The flame on the man’s hand still burned, though more slowly, crawling its way up his arm, burning away his suit as it went, his screams echo through me still. I had no control. He raved in a language I had never heard, but will never forget.
“Get down, now!”
“Hands up!”
“Turn around!”
The commands fired pulse fire swift, faster than I could comply.
I knelt on both knees in the dust and placed my hands behind my head as the flame around me subsided into nothingness and the warm day danced across my shoulders. I had been on many worlds, many patrols. I can imagine the frantic comms between their helmets as one peeled off from me and tried to find a way to help his fellow without touching him and the other walked slowly toward my family.
I spoke, drawing on my own time in command, “Soldier, treat them with care.” He hesitated as he approached, and Sarai stood in front of Devon and Daria looking at me. I smiled at her, and nodded softly. She understood.
She gathered the children next to her and submitted to the soldier who very tentatively lifted a small maglift from his pocket. He pressed the sequence and its sphere popped open into a hovering disc, thin as silk, but some feet across. He motioned for Sarai and the children to step aboard careful not to touch them.
I felt a barrel pressed against the back of my head, “Put out the fire!”
“I don’t know how. It. I can’t…” I said, but I felt the muzzle pressed harder as I let my head fall forward.
The man screamed on behind me. I heard his agony in each screech, his anguished cries for deliverance.
“Now!” I felt a hand under my arm, “Get up, go. Put it out!”
I stumbled to my feet, looking up as my family rose on the platform toward the floating ship then back down to the man’s whole left side was a mass of radiant fire. Half his face was bare to the sun, the crystal faceshield burning away and drifting in windswept fragments like parchment. His one eye was a yellow-grey filled with terror and something else.
“Move!” The barrel pressed against my back, and I realized for the first time I was nearly naked, fragments of burned clothing holding desperately to hide me, yet I felt no shame. Memory is a funny thing, only recalling when once it seems to matter.
I approached the man and spoke softly, “Let me try to help you, by the True Flame, please.” I reached out my callous hand in the sun, and, though no flame further came, the man turned and fled in a kind of lunatic rage. His companion chased after him, but the distance was too great. The man ran headlong into the darkness where the flame vanished and his whole form was erased into tendrils of liquid energy drawn through the latticework to the center of the event.
—-
*Convergence Conclave Clerical Reply*
RJ4 Marceus,
Phases 3 and 4 are under consideration, but phase 5 has been disapproved – if risk can not be mitigated down to fractions of the assessed, expect no grace upon the final phase. Rework and resubmit at the proper interval. Additionally, your translation work is filled with unnecessary details and embellishments. Whatever (ANCIENT) has said in terms of description is largely irrelevant. Further translations should be delivered to the CITADEL as executized summaries with the longer forms appended for clerical convenience.

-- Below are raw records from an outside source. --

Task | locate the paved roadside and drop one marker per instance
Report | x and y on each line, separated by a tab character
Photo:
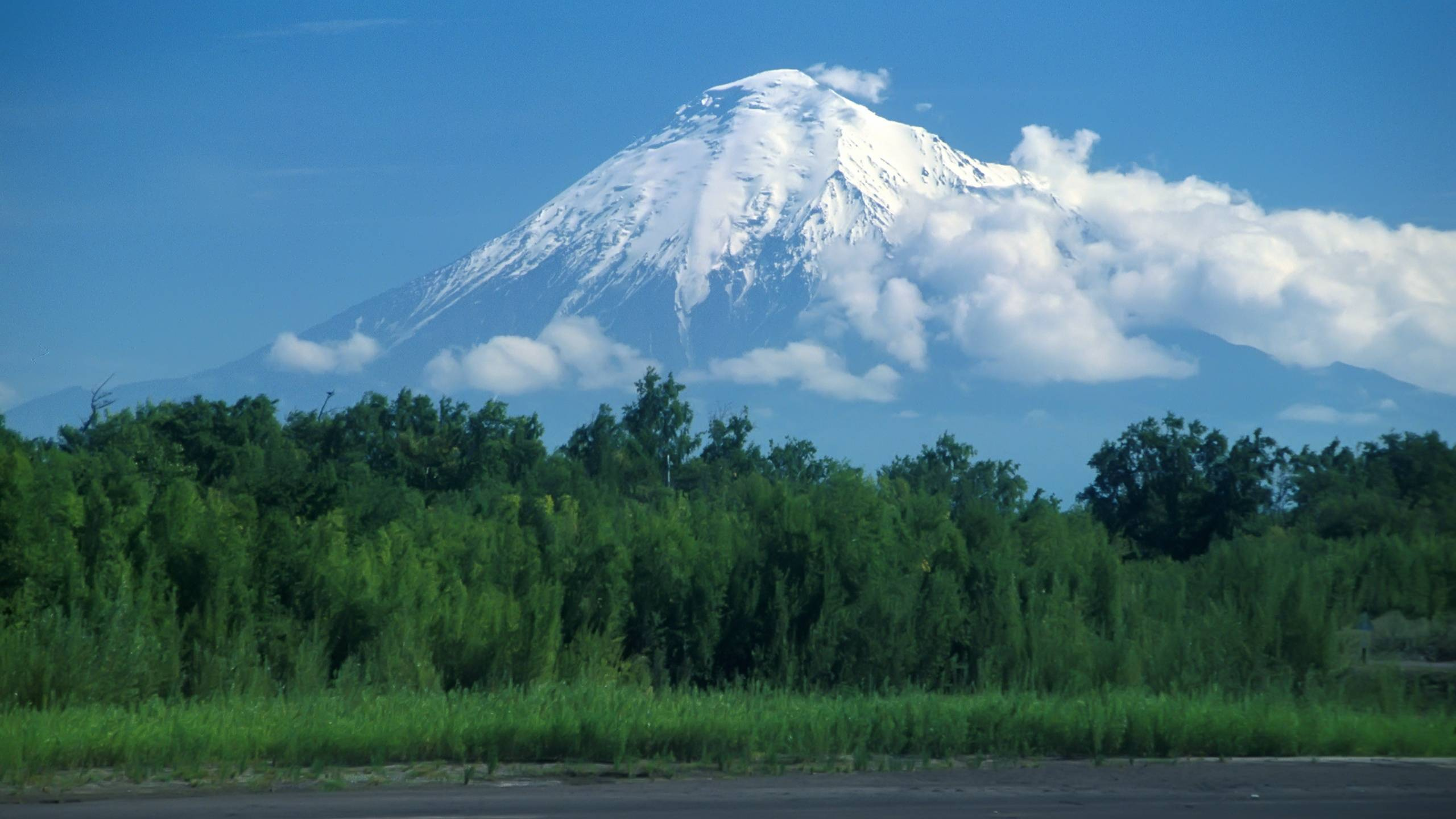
1327	789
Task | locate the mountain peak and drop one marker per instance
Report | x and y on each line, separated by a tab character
771	79
742	190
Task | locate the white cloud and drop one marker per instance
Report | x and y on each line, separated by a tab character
857	84
1321	414
510	365
1308	288
1062	280
882	307
349	356
816	367
328	27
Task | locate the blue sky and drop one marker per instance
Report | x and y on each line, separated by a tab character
181	183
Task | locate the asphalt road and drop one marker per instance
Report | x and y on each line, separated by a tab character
1059	789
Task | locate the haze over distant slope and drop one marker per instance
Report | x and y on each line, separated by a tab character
783	247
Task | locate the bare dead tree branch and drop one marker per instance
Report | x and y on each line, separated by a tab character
101	400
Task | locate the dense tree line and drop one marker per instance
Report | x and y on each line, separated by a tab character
197	548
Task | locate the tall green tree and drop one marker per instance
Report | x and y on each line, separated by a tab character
1171	487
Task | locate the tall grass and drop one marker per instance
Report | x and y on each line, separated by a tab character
615	725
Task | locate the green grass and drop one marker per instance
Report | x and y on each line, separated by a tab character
618	725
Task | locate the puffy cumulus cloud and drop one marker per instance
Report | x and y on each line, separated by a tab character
1064	279
570	348
507	365
816	369
878	304
1308	288
867	85
349	356
1322	414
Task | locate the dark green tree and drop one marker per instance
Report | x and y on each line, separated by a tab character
1171	487
659	424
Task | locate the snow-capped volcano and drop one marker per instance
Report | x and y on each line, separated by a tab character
742	191
783	247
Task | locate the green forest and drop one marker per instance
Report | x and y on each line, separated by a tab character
203	551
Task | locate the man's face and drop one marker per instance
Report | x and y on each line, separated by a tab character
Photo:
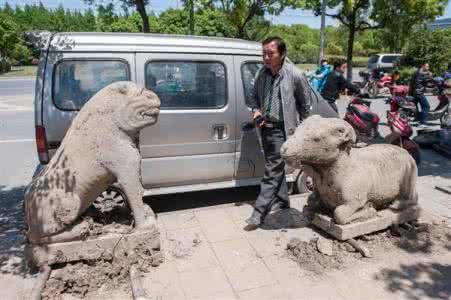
271	56
343	68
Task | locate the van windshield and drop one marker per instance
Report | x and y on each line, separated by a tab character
76	81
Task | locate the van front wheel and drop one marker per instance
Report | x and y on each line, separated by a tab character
110	199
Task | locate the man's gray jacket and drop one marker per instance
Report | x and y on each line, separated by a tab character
296	95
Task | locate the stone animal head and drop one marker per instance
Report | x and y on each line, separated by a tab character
318	141
127	105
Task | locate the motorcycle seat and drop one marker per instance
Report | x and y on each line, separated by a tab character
367	116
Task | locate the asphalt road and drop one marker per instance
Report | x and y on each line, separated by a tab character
17	147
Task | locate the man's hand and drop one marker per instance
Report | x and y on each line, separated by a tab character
257	114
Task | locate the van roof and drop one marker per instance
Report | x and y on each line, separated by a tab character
146	42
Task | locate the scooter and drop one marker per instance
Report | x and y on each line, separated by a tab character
362	119
400	101
401	133
366	123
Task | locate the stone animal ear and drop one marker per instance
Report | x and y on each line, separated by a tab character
347	134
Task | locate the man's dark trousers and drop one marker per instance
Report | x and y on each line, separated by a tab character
273	187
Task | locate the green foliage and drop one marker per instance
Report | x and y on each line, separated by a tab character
309	53
8	35
429	46
333	49
21	54
212	23
406	73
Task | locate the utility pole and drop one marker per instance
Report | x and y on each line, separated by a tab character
323	30
191	16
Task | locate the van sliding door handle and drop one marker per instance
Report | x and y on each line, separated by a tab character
220	132
247	126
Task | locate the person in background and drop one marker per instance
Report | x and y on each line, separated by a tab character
321	73
417	90
280	100
336	83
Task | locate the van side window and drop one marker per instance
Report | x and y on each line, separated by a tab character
76	81
188	84
248	72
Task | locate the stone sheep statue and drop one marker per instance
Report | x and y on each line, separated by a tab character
351	182
99	149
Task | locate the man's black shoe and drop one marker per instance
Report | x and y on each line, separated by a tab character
278	206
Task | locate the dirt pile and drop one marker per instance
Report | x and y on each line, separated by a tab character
81	278
412	238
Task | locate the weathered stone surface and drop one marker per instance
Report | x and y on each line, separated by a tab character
100	148
325	246
351	182
384	219
92	249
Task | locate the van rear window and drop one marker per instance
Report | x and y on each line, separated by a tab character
76	81
188	84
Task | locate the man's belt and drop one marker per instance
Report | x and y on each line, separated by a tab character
274	124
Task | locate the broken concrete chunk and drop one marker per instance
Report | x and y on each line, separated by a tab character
325	246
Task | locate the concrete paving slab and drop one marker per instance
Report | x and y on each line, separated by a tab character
242	266
193	249
204	283
218	225
177	220
265	293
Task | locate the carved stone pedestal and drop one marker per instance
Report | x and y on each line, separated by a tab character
384	219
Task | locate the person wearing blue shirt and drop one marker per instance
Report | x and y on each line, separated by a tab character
318	80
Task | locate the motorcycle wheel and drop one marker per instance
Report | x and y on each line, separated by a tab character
373	90
411	147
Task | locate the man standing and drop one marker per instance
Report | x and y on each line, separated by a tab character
417	89
280	100
336	83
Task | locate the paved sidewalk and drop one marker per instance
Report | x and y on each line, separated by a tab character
209	256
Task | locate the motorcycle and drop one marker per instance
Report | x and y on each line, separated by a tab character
405	104
366	124
401	133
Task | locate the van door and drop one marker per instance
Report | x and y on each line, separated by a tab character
194	139
249	160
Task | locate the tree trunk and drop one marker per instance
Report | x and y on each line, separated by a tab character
350	49
141	8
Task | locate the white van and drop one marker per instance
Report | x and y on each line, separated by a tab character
205	137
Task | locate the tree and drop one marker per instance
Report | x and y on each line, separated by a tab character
360	15
139	5
247	16
408	14
9	36
430	46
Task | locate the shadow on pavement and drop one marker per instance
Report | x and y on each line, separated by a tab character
418	281
181	201
434	164
12	229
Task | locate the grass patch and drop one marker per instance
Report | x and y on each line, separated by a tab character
21	71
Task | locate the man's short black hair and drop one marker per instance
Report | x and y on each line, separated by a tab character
338	63
281	46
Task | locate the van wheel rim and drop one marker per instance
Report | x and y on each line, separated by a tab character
110	199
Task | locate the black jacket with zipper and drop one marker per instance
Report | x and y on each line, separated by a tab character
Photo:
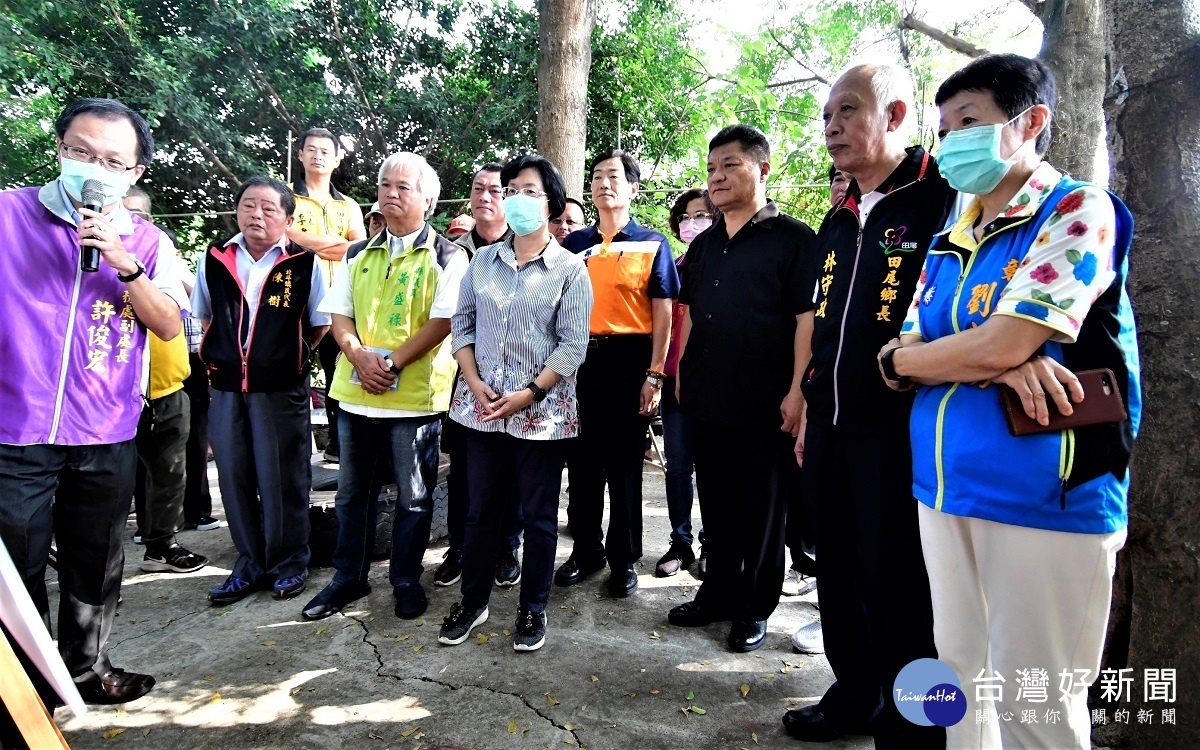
865	282
279	352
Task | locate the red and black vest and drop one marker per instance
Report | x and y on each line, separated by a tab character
277	354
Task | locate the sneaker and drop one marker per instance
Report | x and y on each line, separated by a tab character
173	559
796	583
809	639
508	569
457	625
233	589
450	570
531	630
204	523
291	586
678	557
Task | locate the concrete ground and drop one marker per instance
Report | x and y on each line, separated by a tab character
613	675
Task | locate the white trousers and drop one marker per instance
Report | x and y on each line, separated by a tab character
1017	601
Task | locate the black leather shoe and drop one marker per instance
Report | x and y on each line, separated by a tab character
747	635
810	724
115	687
575	570
623	582
694	615
411	600
333	598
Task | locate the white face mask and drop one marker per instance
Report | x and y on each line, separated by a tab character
690	227
73	174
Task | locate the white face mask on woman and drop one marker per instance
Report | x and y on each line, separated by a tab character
690	227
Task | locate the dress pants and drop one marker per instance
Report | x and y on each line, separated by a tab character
454	444
1012	598
497	462
263	447
81	495
744	477
610	450
197	497
874	593
378	450
162	472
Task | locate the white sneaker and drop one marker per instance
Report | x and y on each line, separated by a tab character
797	583
809	639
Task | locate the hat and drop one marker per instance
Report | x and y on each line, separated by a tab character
461	226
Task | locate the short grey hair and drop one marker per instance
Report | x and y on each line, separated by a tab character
427	183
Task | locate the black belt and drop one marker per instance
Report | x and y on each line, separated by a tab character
595	341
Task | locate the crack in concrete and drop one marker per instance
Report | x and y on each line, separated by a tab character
171	622
379	672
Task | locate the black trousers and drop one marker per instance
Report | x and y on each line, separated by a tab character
162	468
197	497
498	462
327	354
81	495
876	612
610	450
745	478
454	444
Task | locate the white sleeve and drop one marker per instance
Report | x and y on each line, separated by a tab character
445	294
339	298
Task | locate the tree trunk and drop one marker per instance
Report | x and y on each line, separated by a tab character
564	59
1073	46
1153	115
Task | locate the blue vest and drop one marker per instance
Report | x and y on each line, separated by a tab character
965	462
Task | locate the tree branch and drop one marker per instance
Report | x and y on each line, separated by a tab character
354	76
947	40
801	61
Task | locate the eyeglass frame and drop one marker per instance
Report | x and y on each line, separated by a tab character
91	159
525	191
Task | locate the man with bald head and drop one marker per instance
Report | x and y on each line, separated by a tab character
856	453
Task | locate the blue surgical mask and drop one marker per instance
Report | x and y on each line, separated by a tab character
523	214
73	174
970	159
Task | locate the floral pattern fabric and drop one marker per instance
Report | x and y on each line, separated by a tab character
1066	270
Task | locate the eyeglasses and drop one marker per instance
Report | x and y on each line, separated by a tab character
84	155
528	192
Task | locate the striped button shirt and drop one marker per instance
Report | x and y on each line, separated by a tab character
521	321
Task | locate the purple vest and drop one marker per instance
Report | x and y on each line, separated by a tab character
71	349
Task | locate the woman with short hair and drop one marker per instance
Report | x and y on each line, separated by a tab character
1019	528
520	335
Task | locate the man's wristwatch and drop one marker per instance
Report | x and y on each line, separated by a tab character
141	270
889	367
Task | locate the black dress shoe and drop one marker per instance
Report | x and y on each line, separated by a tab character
576	569
694	615
747	635
810	724
623	582
115	687
333	598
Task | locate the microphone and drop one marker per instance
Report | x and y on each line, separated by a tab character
93	197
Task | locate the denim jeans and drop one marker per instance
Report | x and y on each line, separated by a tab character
375	451
681	465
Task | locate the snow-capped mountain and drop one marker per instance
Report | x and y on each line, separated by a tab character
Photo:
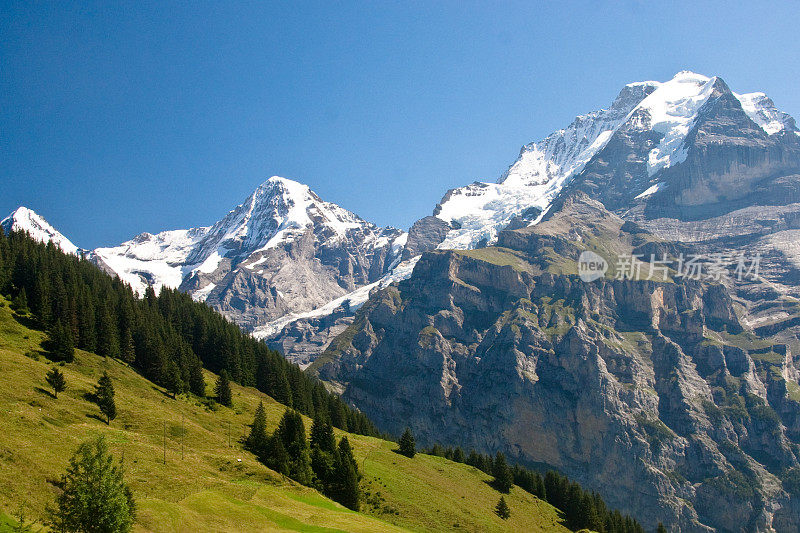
283	250
665	111
24	219
285	259
626	154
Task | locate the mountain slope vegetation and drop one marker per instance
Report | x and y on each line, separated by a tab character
185	460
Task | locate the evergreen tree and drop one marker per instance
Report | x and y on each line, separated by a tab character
276	456
257	441
322	436
55	378
323	464
20	302
458	455
94	497
503	478
127	347
279	386
172	378
101	314
197	382
223	389
292	433
107	336
347	491
502	509
408	446
104	397
61	344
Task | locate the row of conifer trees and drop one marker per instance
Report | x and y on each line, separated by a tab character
316	462
167	337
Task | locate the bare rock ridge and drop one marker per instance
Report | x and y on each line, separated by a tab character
677	399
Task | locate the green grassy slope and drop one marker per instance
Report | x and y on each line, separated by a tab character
213	485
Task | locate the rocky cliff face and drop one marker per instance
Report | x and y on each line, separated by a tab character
655	393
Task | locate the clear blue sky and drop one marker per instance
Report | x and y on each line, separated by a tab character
149	116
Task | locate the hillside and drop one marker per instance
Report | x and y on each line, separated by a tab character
206	487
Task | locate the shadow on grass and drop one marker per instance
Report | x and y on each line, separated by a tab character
162	391
26	320
96	417
398	452
46	392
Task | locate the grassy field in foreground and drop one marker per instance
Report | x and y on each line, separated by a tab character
208	483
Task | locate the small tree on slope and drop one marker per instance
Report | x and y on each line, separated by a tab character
55	378
95	497
104	397
502	509
408	446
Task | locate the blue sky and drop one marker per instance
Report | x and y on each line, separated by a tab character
118	119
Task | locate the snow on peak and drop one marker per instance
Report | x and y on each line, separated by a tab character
525	191
671	110
24	219
761	110
543	168
279	210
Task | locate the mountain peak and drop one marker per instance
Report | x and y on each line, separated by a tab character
24	219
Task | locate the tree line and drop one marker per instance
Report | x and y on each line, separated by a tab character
316	462
167	337
582	509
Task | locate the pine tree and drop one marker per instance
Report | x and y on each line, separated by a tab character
276	457
292	432
257	441
172	379
197	382
279	385
94	497
107	336
55	378
347	491
104	397
20	302
323	464
503	478
322	436
62	347
458	455
408	446
127	346
502	509
223	389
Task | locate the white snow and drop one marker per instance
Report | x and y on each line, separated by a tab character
24	219
672	110
158	260
650	191
761	110
356	299
543	168
200	295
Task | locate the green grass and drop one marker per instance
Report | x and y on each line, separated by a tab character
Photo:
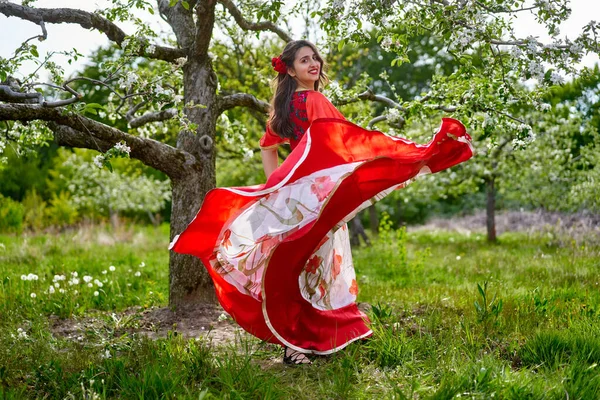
453	317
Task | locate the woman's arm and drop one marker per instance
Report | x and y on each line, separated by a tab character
270	160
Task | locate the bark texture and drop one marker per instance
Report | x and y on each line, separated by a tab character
191	165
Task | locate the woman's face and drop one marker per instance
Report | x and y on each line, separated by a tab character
307	68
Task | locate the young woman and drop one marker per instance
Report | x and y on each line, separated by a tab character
279	253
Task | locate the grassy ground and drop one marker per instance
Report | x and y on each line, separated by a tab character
453	316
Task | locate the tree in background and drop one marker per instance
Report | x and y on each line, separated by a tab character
184	85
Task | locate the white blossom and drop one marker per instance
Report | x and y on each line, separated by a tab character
556	79
123	147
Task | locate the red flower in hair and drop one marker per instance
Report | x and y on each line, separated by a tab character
279	65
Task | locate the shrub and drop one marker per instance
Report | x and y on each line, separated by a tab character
11	215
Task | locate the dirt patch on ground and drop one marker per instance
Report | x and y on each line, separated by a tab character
197	321
581	227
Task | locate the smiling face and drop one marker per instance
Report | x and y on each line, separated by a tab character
307	68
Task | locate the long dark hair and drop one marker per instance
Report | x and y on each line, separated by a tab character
284	87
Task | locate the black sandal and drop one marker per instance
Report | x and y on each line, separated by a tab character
295	357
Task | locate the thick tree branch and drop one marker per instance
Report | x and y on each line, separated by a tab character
86	20
243	100
87	133
251	26
369	95
205	13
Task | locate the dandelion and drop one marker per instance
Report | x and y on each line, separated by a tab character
99	160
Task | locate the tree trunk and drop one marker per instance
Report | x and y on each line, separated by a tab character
491	209
189	282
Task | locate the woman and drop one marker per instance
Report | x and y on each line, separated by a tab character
279	253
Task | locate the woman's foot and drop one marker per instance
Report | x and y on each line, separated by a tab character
294	357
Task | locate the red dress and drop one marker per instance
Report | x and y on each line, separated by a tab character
279	253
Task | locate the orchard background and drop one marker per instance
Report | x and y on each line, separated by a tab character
482	279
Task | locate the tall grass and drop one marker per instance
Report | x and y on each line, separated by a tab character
453	317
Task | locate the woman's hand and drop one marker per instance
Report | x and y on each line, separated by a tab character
270	160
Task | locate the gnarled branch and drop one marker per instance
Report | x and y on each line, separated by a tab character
86	20
243	100
254	26
79	131
151	117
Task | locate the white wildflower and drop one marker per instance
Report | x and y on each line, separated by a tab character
121	146
222	317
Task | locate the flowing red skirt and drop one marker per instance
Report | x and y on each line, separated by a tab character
278	252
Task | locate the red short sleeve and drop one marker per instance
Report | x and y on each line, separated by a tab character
270	139
318	106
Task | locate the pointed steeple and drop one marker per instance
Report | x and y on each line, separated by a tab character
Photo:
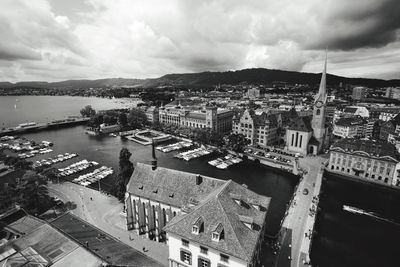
321	96
153	155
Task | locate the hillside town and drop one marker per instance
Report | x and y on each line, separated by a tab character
199	133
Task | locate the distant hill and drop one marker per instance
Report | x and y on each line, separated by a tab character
255	76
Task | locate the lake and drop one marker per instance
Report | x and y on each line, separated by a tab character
105	150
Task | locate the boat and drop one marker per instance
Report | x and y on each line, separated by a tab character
223	165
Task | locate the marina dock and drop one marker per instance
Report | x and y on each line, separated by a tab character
35	127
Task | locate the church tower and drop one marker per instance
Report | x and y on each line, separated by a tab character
319	109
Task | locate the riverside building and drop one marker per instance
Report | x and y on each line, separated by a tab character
260	129
217	119
204	220
371	161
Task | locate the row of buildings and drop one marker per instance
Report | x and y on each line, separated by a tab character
204	220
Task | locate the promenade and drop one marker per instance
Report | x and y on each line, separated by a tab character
105	212
297	229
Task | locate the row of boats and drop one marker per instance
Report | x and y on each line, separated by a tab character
34	153
192	154
92	177
25	145
175	146
54	160
225	162
76	167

This is a bold series of steps to take, outside the normal protocols for dealing with the aberrants as you know. Consider caution despite your endless curiosity.
~Lictor Cavendish Curio, Luminous Novitiate Fourth, WARPROUTE CITADEL
[1] Your grace, this is another difficult translation. There is only one word in question, but I have rendered it in two forms for clarity in the common tongue.